Dal Sabato delle Idee il Politecnico delle Arti: un grande polo di formazione artistica, management e produzione culturale.

Parte dall’arte e dall’Accademia di Napoli la quarta edizione del “Sabato delle Idee”, la rassegna ideata dalla fondazione SDN e dall’ Università Suor Orsola Benincasa di Napoli per promuovere spazi di riflessione e confronto.

Anche oggi, attraverso l’iniziativa-collante che vede in rete sempre più istituzioni ed eccellenze campane, nasce un progetto: “Le vie dell’arte” un grande polo di formazione artistica – con Università Suor Orsola, Accademia e Conservatorio partenopeo – e di management e produzione culturale. Nella rete sinergica entrano così le attività commerciali e produttive quali botteghe, librerie, negozi di antiquariato, i rappresentanti delle istituzioni cittadine e regionali. E, a sorpresa, anche l’Asl Napoli 1 dal momento che – come spiegato dal Commissario Straordinario Maurizio Scoppa – è stato scoperto un grande patrimonio artistico di proprietà dell’azienda sanitaria che intende mettere a disposizione della città.

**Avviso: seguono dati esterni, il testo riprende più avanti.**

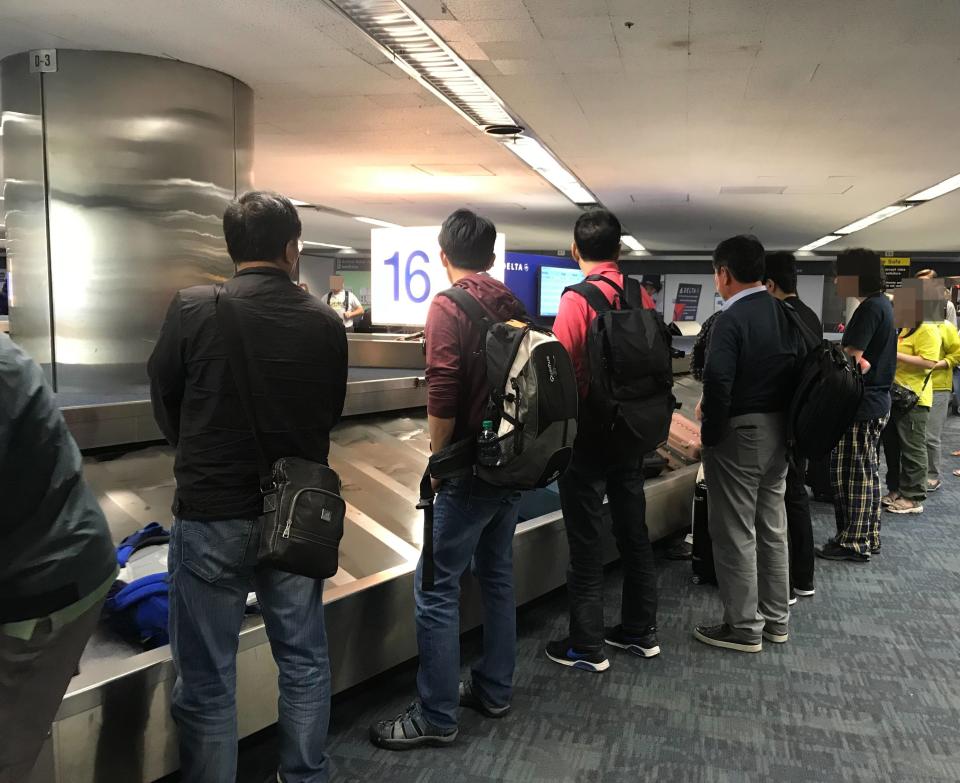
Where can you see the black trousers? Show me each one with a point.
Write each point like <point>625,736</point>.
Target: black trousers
<point>593,472</point>
<point>799,530</point>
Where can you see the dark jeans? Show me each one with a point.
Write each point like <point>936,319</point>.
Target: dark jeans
<point>212,569</point>
<point>799,530</point>
<point>905,449</point>
<point>473,522</point>
<point>594,471</point>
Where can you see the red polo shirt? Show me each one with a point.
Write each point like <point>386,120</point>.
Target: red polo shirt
<point>575,316</point>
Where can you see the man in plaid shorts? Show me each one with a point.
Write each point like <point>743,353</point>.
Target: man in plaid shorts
<point>871,339</point>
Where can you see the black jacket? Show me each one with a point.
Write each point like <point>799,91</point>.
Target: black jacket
<point>751,363</point>
<point>299,347</point>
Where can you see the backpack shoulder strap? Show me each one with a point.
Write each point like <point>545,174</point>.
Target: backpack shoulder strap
<point>592,294</point>
<point>469,304</point>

Il progetto è stato presentato in occasione di “Around me. Il mondo intorno a noi” la mostra fotografica (disponibile fino al 20 dicembre) del progetto “Fotografi domani”, il corso di fotografia coordinato da Fabio Donato e promosso dalla fondazione SDN con un fondo di 30mila euro che ha offerto una chance concreta di formazione ma soprattutto di inserimento professionale ad alcuni ragazzi dei quartieri più disagiati della città. Antonio Leporanico, Luigi Darini e Carmine Romano sono i tre giovani che grazie al progetto stanno muovendo i primi passi nel mondo del lavoro presso l’agenzia di fotogiornalismo Controluce e lo studio del noto fotografo Oreste Pipolo.

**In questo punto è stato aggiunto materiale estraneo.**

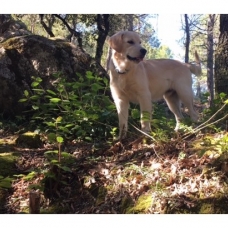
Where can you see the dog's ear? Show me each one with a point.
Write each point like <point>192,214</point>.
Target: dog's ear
<point>115,41</point>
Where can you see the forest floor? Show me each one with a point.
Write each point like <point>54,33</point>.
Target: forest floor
<point>133,176</point>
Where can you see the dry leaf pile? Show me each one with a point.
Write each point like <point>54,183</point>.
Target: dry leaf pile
<point>127,177</point>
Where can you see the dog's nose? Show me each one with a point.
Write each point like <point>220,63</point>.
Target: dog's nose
<point>143,51</point>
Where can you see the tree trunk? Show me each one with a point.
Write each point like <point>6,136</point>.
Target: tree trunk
<point>221,57</point>
<point>47,29</point>
<point>187,41</point>
<point>210,53</point>
<point>103,29</point>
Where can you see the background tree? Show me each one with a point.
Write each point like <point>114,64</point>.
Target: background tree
<point>221,57</point>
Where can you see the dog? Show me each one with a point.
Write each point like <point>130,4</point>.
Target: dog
<point>133,79</point>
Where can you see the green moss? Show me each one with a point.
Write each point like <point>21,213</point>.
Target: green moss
<point>142,205</point>
<point>206,208</point>
<point>101,195</point>
<point>126,204</point>
<point>7,163</point>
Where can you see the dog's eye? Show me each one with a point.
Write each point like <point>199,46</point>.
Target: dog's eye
<point>130,42</point>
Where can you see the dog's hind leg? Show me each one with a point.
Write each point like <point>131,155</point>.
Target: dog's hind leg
<point>174,104</point>
<point>186,96</point>
<point>122,110</point>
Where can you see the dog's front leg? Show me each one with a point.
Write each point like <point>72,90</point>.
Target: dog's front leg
<point>146,109</point>
<point>122,109</point>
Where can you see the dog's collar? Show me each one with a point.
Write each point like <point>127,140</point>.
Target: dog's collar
<point>119,72</point>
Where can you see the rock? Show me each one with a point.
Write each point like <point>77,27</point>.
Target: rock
<point>30,140</point>
<point>24,56</point>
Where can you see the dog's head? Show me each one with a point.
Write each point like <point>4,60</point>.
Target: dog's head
<point>127,45</point>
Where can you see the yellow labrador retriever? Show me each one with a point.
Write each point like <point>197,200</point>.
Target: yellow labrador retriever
<point>133,79</point>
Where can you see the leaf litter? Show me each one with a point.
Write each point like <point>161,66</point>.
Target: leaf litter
<point>126,177</point>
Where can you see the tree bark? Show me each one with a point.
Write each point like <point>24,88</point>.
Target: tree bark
<point>72,31</point>
<point>34,202</point>
<point>187,41</point>
<point>47,29</point>
<point>103,29</point>
<point>210,53</point>
<point>221,57</point>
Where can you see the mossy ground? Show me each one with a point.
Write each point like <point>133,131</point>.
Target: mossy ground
<point>132,181</point>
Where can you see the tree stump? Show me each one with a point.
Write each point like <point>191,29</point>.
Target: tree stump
<point>34,202</point>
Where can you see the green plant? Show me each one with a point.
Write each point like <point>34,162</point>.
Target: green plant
<point>85,110</point>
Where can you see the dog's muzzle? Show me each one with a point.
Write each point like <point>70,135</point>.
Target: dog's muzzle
<point>139,58</point>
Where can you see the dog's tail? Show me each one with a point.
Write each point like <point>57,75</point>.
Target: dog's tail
<point>195,67</point>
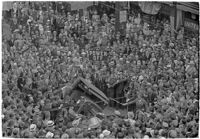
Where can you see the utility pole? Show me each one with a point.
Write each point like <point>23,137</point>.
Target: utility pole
<point>117,11</point>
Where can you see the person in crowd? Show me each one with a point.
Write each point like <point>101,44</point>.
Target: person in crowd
<point>51,46</point>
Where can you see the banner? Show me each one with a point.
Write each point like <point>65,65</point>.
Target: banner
<point>122,16</point>
<point>80,5</point>
<point>98,55</point>
<point>150,7</point>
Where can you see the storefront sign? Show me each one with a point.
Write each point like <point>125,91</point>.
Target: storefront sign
<point>191,25</point>
<point>97,55</point>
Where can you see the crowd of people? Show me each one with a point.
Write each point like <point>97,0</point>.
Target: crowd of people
<point>49,47</point>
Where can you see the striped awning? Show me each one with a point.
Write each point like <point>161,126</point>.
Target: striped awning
<point>192,7</point>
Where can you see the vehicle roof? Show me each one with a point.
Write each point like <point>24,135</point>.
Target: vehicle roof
<point>94,90</point>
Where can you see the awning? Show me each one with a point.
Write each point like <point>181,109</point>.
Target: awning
<point>185,7</point>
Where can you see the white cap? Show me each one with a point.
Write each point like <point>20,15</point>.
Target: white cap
<point>49,135</point>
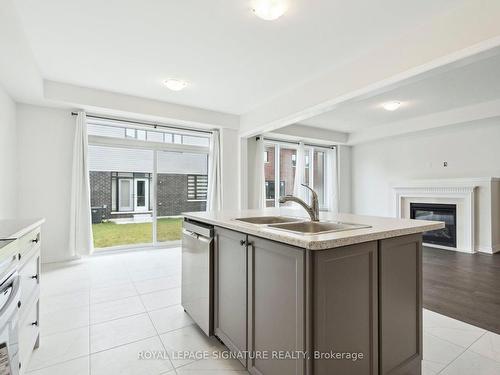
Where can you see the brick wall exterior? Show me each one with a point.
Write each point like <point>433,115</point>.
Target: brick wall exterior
<point>172,195</point>
<point>100,191</point>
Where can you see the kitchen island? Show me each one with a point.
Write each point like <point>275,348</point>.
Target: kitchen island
<point>338,302</point>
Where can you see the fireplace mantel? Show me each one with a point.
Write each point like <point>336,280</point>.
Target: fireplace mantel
<point>452,191</point>
<point>478,207</point>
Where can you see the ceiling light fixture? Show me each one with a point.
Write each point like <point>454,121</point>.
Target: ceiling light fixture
<point>392,106</point>
<point>269,10</point>
<point>175,84</point>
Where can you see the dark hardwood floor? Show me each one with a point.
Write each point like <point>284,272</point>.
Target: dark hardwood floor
<point>463,286</point>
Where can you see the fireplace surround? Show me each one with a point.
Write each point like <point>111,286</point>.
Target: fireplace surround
<point>477,203</point>
<point>437,212</point>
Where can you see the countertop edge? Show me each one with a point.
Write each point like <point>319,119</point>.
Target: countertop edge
<point>311,244</point>
<point>25,229</point>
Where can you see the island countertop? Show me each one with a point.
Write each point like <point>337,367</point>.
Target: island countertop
<point>380,227</point>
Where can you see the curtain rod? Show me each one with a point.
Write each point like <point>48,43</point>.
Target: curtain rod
<point>154,125</point>
<point>293,142</point>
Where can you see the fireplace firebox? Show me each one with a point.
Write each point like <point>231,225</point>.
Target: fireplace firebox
<point>437,212</point>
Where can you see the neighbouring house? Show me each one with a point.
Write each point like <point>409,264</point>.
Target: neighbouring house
<point>121,182</point>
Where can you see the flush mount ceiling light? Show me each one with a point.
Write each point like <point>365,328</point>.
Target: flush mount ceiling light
<point>175,84</point>
<point>392,106</point>
<point>269,10</point>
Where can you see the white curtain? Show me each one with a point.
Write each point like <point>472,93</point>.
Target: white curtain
<point>80,236</point>
<point>214,174</point>
<point>259,182</point>
<point>332,195</point>
<point>300,173</point>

“La fotografia è una sintesi concettuale di un’analisi – spiega Donato – il fotografo quindi deve conoscere e approfondire. I giovani hanno imparato a lavorare cominciando dai propri vissuti e nei propri territori e ne è venuto fuori un lavoro di grande qualità”.

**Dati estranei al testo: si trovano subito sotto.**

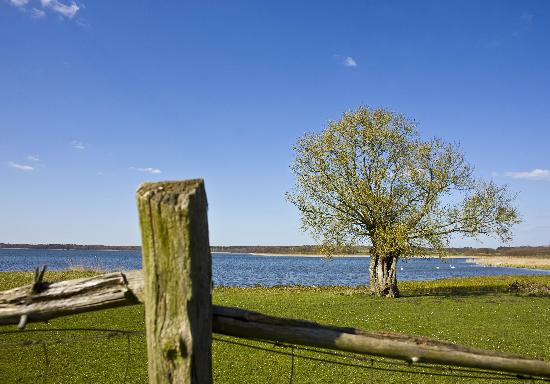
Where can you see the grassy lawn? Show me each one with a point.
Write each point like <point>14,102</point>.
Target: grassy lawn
<point>476,312</point>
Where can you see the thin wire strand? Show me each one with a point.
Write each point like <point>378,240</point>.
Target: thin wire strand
<point>128,356</point>
<point>499,376</point>
<point>46,363</point>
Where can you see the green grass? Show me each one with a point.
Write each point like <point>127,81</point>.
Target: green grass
<point>477,312</point>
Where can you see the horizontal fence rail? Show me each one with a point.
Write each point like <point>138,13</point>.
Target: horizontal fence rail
<point>110,290</point>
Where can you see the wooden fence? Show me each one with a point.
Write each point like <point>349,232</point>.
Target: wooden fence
<point>175,286</point>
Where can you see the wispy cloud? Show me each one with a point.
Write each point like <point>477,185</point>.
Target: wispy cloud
<point>147,170</point>
<point>64,10</point>
<point>350,62</point>
<point>20,167</point>
<point>18,3</point>
<point>78,145</point>
<point>535,174</point>
<point>33,158</point>
<point>527,17</point>
<point>37,13</point>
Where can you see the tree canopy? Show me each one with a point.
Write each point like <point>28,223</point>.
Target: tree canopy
<point>369,178</point>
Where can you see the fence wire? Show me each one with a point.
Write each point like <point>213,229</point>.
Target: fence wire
<point>295,352</point>
<point>95,334</point>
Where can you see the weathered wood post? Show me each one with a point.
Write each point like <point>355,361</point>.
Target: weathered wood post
<point>177,277</point>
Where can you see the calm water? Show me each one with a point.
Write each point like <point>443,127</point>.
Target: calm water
<point>235,269</point>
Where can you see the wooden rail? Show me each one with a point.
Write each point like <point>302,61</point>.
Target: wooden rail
<point>120,289</point>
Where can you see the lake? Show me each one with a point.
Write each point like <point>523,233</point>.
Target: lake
<point>245,270</point>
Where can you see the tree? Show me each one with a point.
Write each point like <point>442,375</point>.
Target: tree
<point>369,179</point>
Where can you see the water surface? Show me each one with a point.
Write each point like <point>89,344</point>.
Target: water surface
<point>245,270</point>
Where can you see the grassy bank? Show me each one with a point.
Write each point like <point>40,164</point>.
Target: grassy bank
<point>514,261</point>
<point>478,312</point>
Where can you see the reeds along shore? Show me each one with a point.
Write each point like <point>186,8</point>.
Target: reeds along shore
<point>514,261</point>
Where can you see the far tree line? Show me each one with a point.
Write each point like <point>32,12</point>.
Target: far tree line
<point>525,251</point>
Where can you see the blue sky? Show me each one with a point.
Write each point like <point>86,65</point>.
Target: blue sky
<point>97,97</point>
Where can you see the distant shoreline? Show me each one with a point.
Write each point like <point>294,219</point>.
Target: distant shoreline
<point>304,250</point>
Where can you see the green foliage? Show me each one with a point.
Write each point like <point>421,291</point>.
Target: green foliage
<point>369,178</point>
<point>476,312</point>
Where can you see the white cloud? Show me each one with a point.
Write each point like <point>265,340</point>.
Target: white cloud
<point>148,170</point>
<point>350,62</point>
<point>535,174</point>
<point>78,145</point>
<point>37,13</point>
<point>62,9</point>
<point>526,17</point>
<point>18,3</point>
<point>21,167</point>
<point>33,158</point>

Gli allievi del Corso di fotografia nell'ambito del Progetto "Fotografi Domani”

Spazio ai giovani dunque e alla possibilità di creare impresa e nuovi spazi di lavoro come l’idea svelata dal direttore dell’Accademia Giovanna Cassese di realizzare un concept store all’interno della Galleria Principe Umberto, sito che l’Accademia chiede di “occupare artisticamente” e che pare avere accolto un parere favorevole del Comune di Napoli.

Il Rettore Lucio d’Alessandro prende spunto da un lavoro commissionato dalla Camera di Commercio di Napoli, un libro sulla storia economica della città per raccontare che “la città ha da sempre mostrato una certa resistenza rispetto alla serialità. Caratterizzata da produzioni singolari e uniche, non ha scelto l’industrializzazione forte ma è rimasta al mondo dell’originale. Una scelta che ha fatto di Napoli una città unica, creativa, ma dove tutto è possibile e nulla è facile.
Tutto questo – spiega il Rettore – in qualche modo non è produttivo. Oggi il mondo è cambiato, possiamo mettere insieme risorse storiche, culturali e artistiche anche creando luoghi di formazione intermedia.

Due i progetti in cantiere al Conservatorio San Pietro a Majella di Napoli presentati da Presidente Pasquale del Vecchio: il Museo della musica viva e l’orchestra giovanile.

Gli Assessori Antonella Di Nocera e Caterina Miraglia, protagoniste della gestione culturale della città, spiegano che nonostante la scarsezza delle risorse e i problemi giuridici, c’è un fermento vero che crea le giuste condizioni per una ripresa e presentano i prossimi progetti. L’Assessore comunale annuncia il decumano del mare, il cammino dell’arte nel quadrilatero formato da Accademia, Conservatorio, Museo archeologico e galleria Principe Umberto valorizzato dalla pedonalizzazione dell’area, una mostra al Pan per i laureati dell’Accademia, un concorso sulla storia dell’arte e uno per la realizzazione grafica della comunicazione dell’evento Maggio dei Monumenti.
La Miraglia annuncia che dal 6 al 12 dicembre in Accademia si terrà l’anteprima del Teatro Festival di Napoli. “Le istituzioni che hanno in sé un loro valore devono lavorare costantemente con tutte le realtà per creare il sistema cultura a Napoli. Un unico cartellone culturale che rimetta Napoli al centro dello scenario internazionale” ha concluso l’Assessore regionale.